Artificial intelligence (AI) is likely to be one of the most transformative technologies in human history. The International Data Corp. (IDC) says AI will add $19.9 trillion to the global economy by 2030, and Grand View Research estimates spending on AI hardware, software, and services will increase at 36% annually during the same period.

Many investors eager to capitalize on that once-in-a-lifetime opportunity have bought stock in Palantir Technologies (PLTR 0.97%), a software vendor that specializes in analytics. Two years ago, the company introduced AIP, a large language model orchestration tool that helps customers infuse generative AI across their businesses.

Palantir's revenue growth has since accelerated in seven straight quarters, and its share price has advanced 1,500% since May 2023. That means $5,000 invested in Palantir two years ago would now be worth about $80,000. Few stocks generate that much wealth so quickly, but a newly public AI company recently rocketed out of the gate.

CoreWeave (CRWV 2.66%) held its initial public offering (IPO) on March 28, 2025, and the stock has since advanced 150%. That makes CoreWeave a candidate to be the "next Palantir," meaning the next AI stock to generate blockbuster returns in a relatively short period. Here's what investors should know.
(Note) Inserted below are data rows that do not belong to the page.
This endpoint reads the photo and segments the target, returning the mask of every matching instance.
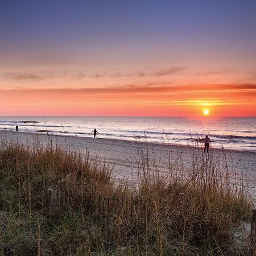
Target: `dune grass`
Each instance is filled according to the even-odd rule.
[[[218,157],[195,149],[185,170],[170,151],[163,172],[138,151],[131,186],[114,181],[111,167],[88,154],[2,143],[0,253],[251,255],[242,224],[254,202]]]

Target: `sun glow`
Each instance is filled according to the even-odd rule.
[[[205,109],[203,113],[204,115],[208,115],[210,112],[208,109]]]

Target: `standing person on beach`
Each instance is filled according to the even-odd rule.
[[[97,134],[98,134],[98,133],[96,131],[96,128],[92,131],[92,133],[93,133],[93,138],[97,138]]]
[[[207,152],[209,152],[209,144],[210,144],[210,139],[208,137],[208,135],[206,135],[204,138],[204,152],[207,148]]]

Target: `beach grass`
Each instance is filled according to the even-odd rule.
[[[163,172],[138,146],[136,184],[112,166],[60,147],[2,143],[2,255],[251,255],[254,201],[225,152],[170,150]],[[129,170],[127,170],[129,171]]]

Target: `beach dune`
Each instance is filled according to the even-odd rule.
[[[203,147],[152,143],[146,142],[145,139],[127,141],[6,130],[0,131],[0,141],[31,146],[58,145],[65,150],[79,152],[82,155],[89,152],[90,158],[97,156],[113,168],[114,179],[134,184],[138,181],[138,171],[143,158],[146,158],[151,163],[154,162],[155,168],[165,173],[168,172],[170,160],[172,163],[175,162],[177,172],[185,176],[186,172],[192,170],[195,158],[213,156],[225,168],[233,171],[238,179],[241,179],[241,185],[249,187],[251,195],[256,196],[256,152],[253,151],[210,148],[208,155],[203,152]]]

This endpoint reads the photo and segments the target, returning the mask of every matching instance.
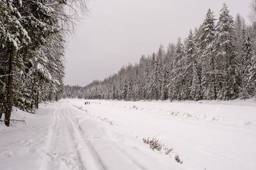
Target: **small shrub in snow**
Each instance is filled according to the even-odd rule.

CoreWeave is a leading provider of artificial intelligence infrastructure

CoreWeave offers cloud infrastructure and software services. Hyperscalers like Amazon Web Services and Microsoft Azure provide similar products, but CoreWeave operates what is known as a GPU cloud. In other words, its data centers are purpose-built to support artificial intelligence and other high-performance computing workloads that require GPU acceleration.

Research company SemiAnalysis recently ranked CoreWeave as the best GPU cloud on the market. The report highlighted a few key sources of differentiation. First, CoreWeave is usually among the first to deploy the latest Nvidia GPUs due to its close relationship with the chipmaker. For instance, it was first to make Nvidia GB200 NVL72 instances available, which feature 36 interconnected Grace Blackwell Superchips.

Second, CoreWeave has generally scored very highly at the MLPerf benchmarks, unbiased tests that evaluate the performance of AI hardware, software, and services across training and inference workloads. For instance, CoreWeave achieved record-breaking inference results with Nvidia GB200 Grace Blackwell Superchips in April.

Iridescent text bubbles that read "AI" shown on a digital surface.

Image source: Getty Images.

CoreWeave is growing at a phenomenal pace, but the company is not profitable

CoreWeave reported impressive first-quarter financial results. Revenue increased 420% to $981 million and adjusted operating income (which excludes stock-based compensation and interest payments on debt) rose 550% to $162 million. However, the company reported a non-GAAP (adjusted) net loss of $150 million, a much larger loss than $24 million in the same quarter last year.

Interest payments accounted for the discrepancy between adjusted operating income and adjusted net income. Building AI infrastructure is capital intensive and CoreWeave has $7.8 billion in long-term debt and lease obligations. The interest expense on that debt was $264 million in the first quarter. Put differently, interest payments consumed more than a quarter of revenue.

In May, CoreWeave completed its acquisition of AI developer platform Weights & Biases, which extends the utility of its platform. Specifically, whereas CoreWeave provides the GPU-accelerated infrastructure required for AI workloads, Weights & Biases provides the tools developers need to train and evaluate AI models, and monitor the performance of AI applications.

CoreWeave currently trades at 18 times sales, which puts the stock somewhere between expensive and reasonable. For context, cloud services company Cloudflare trades at 31 times sales, but Microsoft trades at 13 times sales. Of course, price-to-sales (P/S) ratios are usually a function of earnings power, meaning companies with higher margins tend to have higher P/S ratios.

Unfortunately, it is impossible to know exactly how profitable CoreWeave will be in the future, which makes the stock relatively risky. For that reason, only investors comfortable with extreme volatility -- I'm talking about a 50% drop in the stock -- should consider buying shares today.